Now is the perfect time to put together a good Strategic Plan for your organization.
Why? Because in a down economy, everyone, including your peers (that’s Nonprofit code for competitors), is scrambling for limited funding resources. Funding sources are rarely locked in anyway, but in a tough economy, all of your peers may be courting the same funding sources as you. From the point of view of a foundation or donor, a Nonprofit with a solid Strategic Plan is going to be a far more attractive gift recipient than an organization that is clearly winging it.
Here are the basics of a Strategic Plan.
Your organization wants a Strategic Plan to address its programs, activities, and funding. As an ED, it’s a mistake to try to make a strategic plan by yourself. A good Strategic Plan should be a collaboration. Board members, staff, and stakeholders should participate so that they can buy-in to the plan.
In good times, your Strategic Plan can help you expand sensibly. The process to create new programs is streamlined because the expansions were already addressed in the Strategic Plan. In hard times, your Strategic Plan is your Fire Drill. If there is a budget crisis, you have pre-planned cut backs to programs and services without causing panic throughout the organization.
How far out should the timeline of your Strategic Plan go? It depends.
According to Namrata Maguire, a Strategic Planning Consultant at New Leaf Change Management, “Every organization’s plan will be different. Smaller, more agile organizations can probably make a plan annually, but larger organizations may want to plan out as far as 3 to 5 years. And the plan should be reviewed every 6 months as a minimum”.

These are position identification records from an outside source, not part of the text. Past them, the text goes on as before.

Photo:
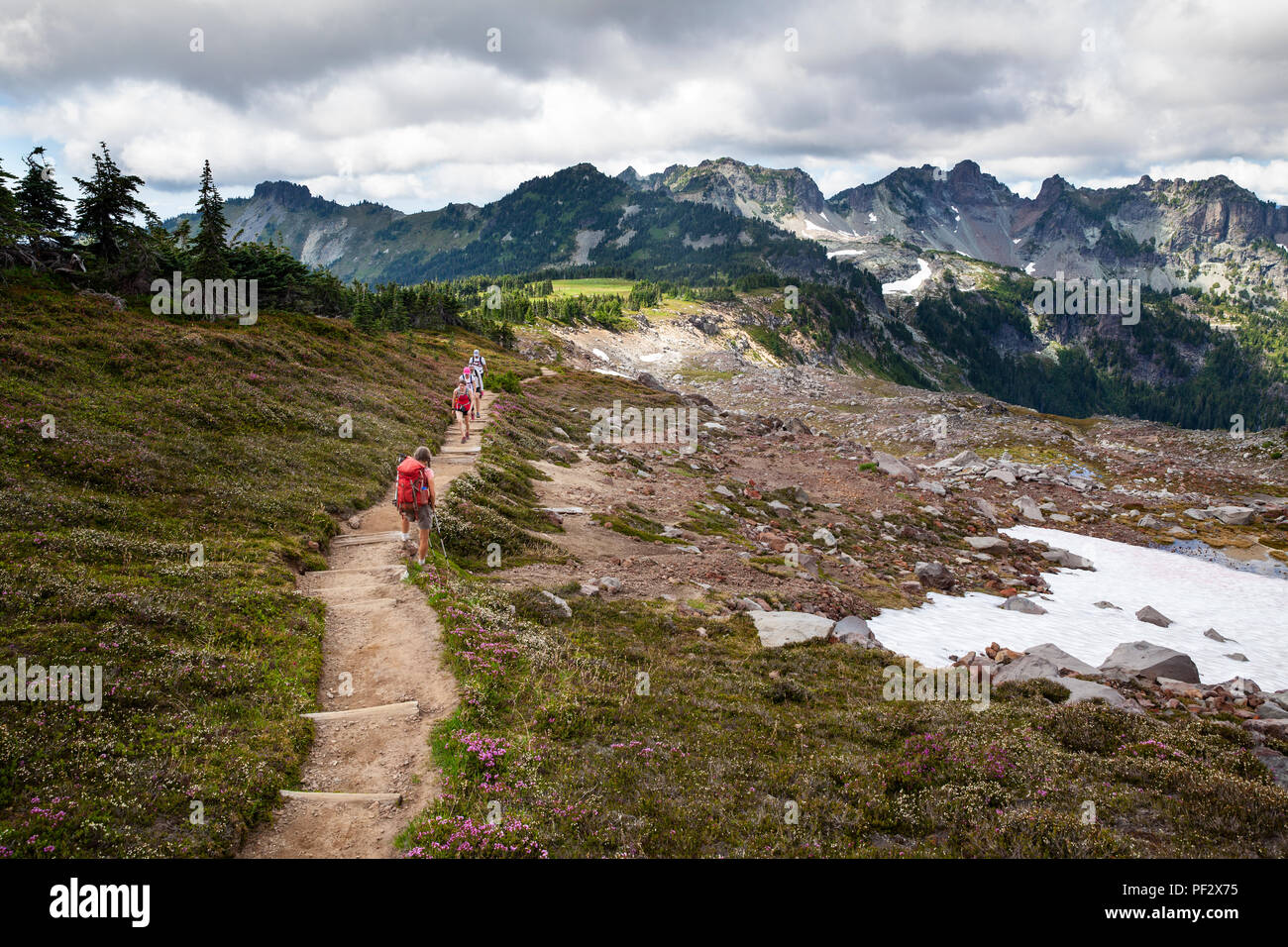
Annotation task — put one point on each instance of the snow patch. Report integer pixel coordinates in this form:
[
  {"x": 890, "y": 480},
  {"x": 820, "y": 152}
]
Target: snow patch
[
  {"x": 1194, "y": 594},
  {"x": 912, "y": 282}
]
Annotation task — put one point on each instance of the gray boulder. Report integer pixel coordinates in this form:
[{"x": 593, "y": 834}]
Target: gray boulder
[
  {"x": 1025, "y": 668},
  {"x": 563, "y": 607},
  {"x": 1153, "y": 616},
  {"x": 1082, "y": 690},
  {"x": 1063, "y": 660},
  {"x": 1028, "y": 508},
  {"x": 934, "y": 575},
  {"x": 1271, "y": 711},
  {"x": 986, "y": 508},
  {"x": 854, "y": 630},
  {"x": 964, "y": 459},
  {"x": 777, "y": 629},
  {"x": 1018, "y": 603},
  {"x": 1151, "y": 661},
  {"x": 1063, "y": 557},
  {"x": 1275, "y": 762},
  {"x": 1234, "y": 515},
  {"x": 893, "y": 467}
]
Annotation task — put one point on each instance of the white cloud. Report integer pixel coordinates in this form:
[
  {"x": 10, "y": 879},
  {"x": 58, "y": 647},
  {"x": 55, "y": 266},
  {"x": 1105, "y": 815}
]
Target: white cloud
[{"x": 400, "y": 103}]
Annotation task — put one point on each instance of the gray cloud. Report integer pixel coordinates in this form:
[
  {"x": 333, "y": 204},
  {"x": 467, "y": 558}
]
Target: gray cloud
[{"x": 402, "y": 102}]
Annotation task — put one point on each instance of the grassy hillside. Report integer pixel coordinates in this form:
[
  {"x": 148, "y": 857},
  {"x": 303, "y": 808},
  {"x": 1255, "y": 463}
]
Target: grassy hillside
[
  {"x": 171, "y": 433},
  {"x": 558, "y": 738}
]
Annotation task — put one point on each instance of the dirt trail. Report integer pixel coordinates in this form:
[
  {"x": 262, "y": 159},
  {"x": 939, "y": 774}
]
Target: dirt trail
[{"x": 381, "y": 656}]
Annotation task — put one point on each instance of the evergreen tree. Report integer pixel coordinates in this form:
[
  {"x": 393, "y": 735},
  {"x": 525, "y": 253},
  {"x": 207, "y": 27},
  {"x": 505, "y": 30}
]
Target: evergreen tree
[
  {"x": 107, "y": 208},
  {"x": 210, "y": 245},
  {"x": 40, "y": 200},
  {"x": 11, "y": 226}
]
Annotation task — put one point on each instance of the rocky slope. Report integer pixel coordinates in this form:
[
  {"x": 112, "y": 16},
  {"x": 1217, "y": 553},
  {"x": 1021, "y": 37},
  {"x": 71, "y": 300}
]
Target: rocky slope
[{"x": 1206, "y": 234}]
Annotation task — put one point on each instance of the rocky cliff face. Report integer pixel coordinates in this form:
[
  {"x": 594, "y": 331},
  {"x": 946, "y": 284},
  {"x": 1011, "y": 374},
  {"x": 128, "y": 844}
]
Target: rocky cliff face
[{"x": 1168, "y": 234}]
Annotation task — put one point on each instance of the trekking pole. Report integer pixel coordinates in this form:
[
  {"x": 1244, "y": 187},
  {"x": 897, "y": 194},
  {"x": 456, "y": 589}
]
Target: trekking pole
[{"x": 433, "y": 515}]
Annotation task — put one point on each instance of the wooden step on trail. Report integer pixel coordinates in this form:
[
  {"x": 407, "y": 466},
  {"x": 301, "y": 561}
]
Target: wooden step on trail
[
  {"x": 361, "y": 539},
  {"x": 364, "y": 602},
  {"x": 403, "y": 709},
  {"x": 395, "y": 797}
]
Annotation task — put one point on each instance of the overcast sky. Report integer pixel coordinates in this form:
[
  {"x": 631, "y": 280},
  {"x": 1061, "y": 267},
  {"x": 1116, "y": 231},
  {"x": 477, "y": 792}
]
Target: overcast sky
[{"x": 404, "y": 103}]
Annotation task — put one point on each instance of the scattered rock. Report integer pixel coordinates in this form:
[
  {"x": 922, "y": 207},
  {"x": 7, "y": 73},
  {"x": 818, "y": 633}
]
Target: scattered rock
[
  {"x": 1025, "y": 668},
  {"x": 777, "y": 629},
  {"x": 1082, "y": 690},
  {"x": 1063, "y": 660},
  {"x": 1233, "y": 515},
  {"x": 1022, "y": 604},
  {"x": 893, "y": 467},
  {"x": 1063, "y": 557},
  {"x": 565, "y": 608},
  {"x": 934, "y": 575},
  {"x": 1275, "y": 762},
  {"x": 854, "y": 630},
  {"x": 986, "y": 508},
  {"x": 1028, "y": 508},
  {"x": 1151, "y": 661},
  {"x": 565, "y": 454}
]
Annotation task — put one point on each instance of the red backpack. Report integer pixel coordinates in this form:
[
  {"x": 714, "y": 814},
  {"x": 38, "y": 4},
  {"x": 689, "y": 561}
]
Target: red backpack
[{"x": 412, "y": 486}]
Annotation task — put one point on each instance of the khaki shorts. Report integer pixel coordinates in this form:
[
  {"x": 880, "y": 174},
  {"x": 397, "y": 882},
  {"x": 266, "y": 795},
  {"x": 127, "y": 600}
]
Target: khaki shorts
[{"x": 424, "y": 515}]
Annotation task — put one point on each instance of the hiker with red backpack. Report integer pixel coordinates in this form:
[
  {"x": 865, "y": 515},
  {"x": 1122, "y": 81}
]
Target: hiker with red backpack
[
  {"x": 463, "y": 399},
  {"x": 415, "y": 497}
]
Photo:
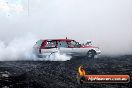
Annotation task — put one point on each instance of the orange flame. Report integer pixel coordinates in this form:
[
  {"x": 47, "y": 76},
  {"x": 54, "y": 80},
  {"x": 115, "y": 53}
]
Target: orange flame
[{"x": 81, "y": 71}]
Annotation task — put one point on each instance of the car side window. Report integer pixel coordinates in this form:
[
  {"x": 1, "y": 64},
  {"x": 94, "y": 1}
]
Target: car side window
[
  {"x": 62, "y": 44},
  {"x": 39, "y": 42},
  {"x": 50, "y": 44}
]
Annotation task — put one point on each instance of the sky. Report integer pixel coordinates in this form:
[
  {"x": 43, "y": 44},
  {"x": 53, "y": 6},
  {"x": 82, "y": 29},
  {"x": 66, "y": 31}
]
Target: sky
[{"x": 108, "y": 23}]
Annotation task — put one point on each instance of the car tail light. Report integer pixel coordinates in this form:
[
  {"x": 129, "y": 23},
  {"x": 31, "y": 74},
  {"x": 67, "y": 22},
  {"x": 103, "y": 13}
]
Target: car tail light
[{"x": 40, "y": 51}]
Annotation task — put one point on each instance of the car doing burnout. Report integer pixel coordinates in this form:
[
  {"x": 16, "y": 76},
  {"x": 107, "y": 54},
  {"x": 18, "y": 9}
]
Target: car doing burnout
[{"x": 65, "y": 46}]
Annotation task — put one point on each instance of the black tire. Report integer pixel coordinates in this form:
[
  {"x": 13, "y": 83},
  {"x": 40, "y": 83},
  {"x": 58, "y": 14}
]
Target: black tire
[{"x": 91, "y": 54}]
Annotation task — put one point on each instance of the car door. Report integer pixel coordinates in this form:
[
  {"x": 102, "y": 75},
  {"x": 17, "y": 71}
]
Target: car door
[
  {"x": 63, "y": 47},
  {"x": 50, "y": 47}
]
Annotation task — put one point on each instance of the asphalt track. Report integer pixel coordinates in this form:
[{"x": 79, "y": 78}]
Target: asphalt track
[{"x": 62, "y": 74}]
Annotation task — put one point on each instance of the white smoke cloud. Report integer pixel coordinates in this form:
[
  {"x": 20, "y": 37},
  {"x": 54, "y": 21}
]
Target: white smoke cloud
[
  {"x": 106, "y": 22},
  {"x": 21, "y": 48},
  {"x": 17, "y": 49}
]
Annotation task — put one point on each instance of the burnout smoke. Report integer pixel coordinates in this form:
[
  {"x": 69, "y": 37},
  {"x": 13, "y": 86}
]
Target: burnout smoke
[{"x": 17, "y": 49}]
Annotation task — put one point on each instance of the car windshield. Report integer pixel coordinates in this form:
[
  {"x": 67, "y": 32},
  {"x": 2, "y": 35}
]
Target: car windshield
[{"x": 74, "y": 44}]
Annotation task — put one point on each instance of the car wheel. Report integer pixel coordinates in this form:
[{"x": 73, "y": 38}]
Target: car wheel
[{"x": 91, "y": 54}]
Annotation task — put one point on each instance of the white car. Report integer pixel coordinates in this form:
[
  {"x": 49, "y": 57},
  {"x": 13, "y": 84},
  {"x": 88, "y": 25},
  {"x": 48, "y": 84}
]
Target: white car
[{"x": 66, "y": 46}]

If you’re a smaller organization making a Strategic Plan yourself is doable.
Unfortunately, you can’t run down to Office Depot to grab some preprinted Strategic Planning Forms for your organization. It’s going to be a sacrifice in time and effort. Making a good Strategic Plan may take two to three months for larger organizations that have stakeholders and staff scattered around the world. Gathering all those people can be difficult, but you can overcome this problem with good web technology (wink, wink).
Many organizations opt for a hired gun. Hiring a dedicated consultant to guide the organization through the Strategic Planning process can cut the time in half, produce a better product, and protect the time of an overworked staff.
Either way, a Strategic Plan is not a luxury. It’s a requirement to the survival and success of your organization.